- |
- İlk yorumlayan ol!
- yazı boyutu yazı boyutunu küçült Yazı boyutu büyüt
بسم الله الرحمن الرحيم
(Hizb-ut Tahrir Emiri Celil Âlim Ata İbn Halil Ebu Raşta Tarafından Facebook Sayfası Takipçilerinin “Fıkhî” Sorularına Verilen Cevaplar Silsilesi)
Soru - Cevap
Zekât Vermeyenlerle Savaş – Otoritenin Gücüyle Elde Edilen Mallar – Hilafet Kurulduğunda Zorunlu (Kanuni) Kâğıt Para
Mohamed Ahmadi’ye
Soru:
Rahman ve Rahim olan Allah’ın adıyla.
Emirimiz, Esselamu Aleykum ve Rahmetullahi ve Berekâtuh. Aliyyül Kadir olandan sizi doğru yola iletmesini ve İslam’ı sizin ellerinizle güçlendirmesini niyaz ediyorum.

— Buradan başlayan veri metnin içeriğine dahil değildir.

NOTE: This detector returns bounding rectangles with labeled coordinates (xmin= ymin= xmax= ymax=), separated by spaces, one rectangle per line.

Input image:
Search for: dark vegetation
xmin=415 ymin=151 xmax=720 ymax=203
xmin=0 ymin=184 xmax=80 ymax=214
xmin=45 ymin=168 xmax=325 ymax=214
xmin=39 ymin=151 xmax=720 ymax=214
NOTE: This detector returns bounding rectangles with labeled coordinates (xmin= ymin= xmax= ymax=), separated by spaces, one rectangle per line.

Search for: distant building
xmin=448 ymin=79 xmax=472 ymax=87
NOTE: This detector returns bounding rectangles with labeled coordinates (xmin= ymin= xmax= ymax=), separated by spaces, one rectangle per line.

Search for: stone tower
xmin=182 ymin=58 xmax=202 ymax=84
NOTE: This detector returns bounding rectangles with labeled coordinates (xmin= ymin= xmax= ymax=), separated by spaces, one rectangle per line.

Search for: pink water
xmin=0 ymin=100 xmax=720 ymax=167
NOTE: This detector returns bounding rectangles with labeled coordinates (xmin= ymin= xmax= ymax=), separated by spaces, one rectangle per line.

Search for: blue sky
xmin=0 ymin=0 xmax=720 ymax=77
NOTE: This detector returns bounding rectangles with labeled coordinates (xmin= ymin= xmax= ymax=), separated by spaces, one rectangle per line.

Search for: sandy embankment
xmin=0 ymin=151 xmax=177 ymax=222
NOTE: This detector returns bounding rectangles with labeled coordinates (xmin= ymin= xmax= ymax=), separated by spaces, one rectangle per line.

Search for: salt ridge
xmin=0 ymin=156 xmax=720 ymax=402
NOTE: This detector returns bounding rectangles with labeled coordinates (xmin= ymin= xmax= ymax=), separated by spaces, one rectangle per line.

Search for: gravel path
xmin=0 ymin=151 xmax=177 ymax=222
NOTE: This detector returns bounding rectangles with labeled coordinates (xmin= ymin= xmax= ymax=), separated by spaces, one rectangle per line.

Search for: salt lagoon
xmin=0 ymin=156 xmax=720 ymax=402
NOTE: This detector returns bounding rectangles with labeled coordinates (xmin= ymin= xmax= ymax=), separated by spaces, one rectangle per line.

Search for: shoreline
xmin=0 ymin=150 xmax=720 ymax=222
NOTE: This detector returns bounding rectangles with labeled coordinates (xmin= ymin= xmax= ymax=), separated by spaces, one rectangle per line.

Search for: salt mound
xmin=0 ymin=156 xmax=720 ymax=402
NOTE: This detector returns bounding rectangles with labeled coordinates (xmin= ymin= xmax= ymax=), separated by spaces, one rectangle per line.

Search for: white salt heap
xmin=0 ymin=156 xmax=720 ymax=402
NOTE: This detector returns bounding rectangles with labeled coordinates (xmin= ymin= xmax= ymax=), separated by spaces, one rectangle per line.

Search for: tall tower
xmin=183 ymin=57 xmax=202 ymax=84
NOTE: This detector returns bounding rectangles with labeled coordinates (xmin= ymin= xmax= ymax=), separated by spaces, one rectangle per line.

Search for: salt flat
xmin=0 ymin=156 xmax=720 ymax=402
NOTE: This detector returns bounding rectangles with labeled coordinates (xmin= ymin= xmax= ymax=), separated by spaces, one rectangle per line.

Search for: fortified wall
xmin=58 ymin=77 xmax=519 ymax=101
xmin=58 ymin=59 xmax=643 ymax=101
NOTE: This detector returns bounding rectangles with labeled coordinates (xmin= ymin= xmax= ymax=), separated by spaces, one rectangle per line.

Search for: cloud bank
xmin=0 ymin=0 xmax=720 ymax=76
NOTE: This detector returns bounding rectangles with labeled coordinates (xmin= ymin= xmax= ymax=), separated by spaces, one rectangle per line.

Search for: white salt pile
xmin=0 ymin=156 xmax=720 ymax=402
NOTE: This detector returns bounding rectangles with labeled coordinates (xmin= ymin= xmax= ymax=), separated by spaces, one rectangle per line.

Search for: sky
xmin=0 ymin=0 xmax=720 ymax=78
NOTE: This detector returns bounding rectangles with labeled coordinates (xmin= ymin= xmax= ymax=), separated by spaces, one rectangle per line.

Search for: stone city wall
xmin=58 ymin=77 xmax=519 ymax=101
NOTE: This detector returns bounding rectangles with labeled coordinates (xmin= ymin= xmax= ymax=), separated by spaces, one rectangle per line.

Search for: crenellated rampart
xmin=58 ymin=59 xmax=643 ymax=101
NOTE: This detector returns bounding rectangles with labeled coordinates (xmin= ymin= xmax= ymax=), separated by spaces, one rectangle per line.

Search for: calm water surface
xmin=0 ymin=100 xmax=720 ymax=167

Emmâ ba’d; kerim kardeşim, Allah’tan yolunuzu aydınlatmasını ümit ederek size bazı sorular gönderiyorum.
Birinci soru:
Hilafet Devleti’nde Maliye kitabının (H. 1425 – M. 2004) yılında yayınlanan baskısının 152. sayfasında geçen “dinden dönen (mürted) kimselerin malı” bölümünün sondan üçüncü paragrafında şu metin geçmektedir: “Mürtedlerle Ebu Bekir ve Sahabelerin savaştığı gibi savaşılır. Topyekûn İslam’a dönmelerinden başka çıkar yolları yoktur.” Ancak 220. sayfada zekât vermeyenlerin hükmü bölümünün son paragrafında şu metin geçmektedir: “Ancak, zekâtın farziyetine inanmasına rağmen zekât vermiyorsa güç kullanarak ondan zekât alınır. Ancak bir topluluk devlete zekât vermeyi reddetmekle birlikte zekâtı devlete vermenin farziyetindeki itaati de reddediyorlarsa kalede veya benzeri bir yerde saklanıp korunuyorlarsa Ebu Bekir ve arkadaşlarının, zekât vermeyenlere karşı savaştığı gibi, devlet de onlarla bağilerle yapılan savaş gibi savaşır.”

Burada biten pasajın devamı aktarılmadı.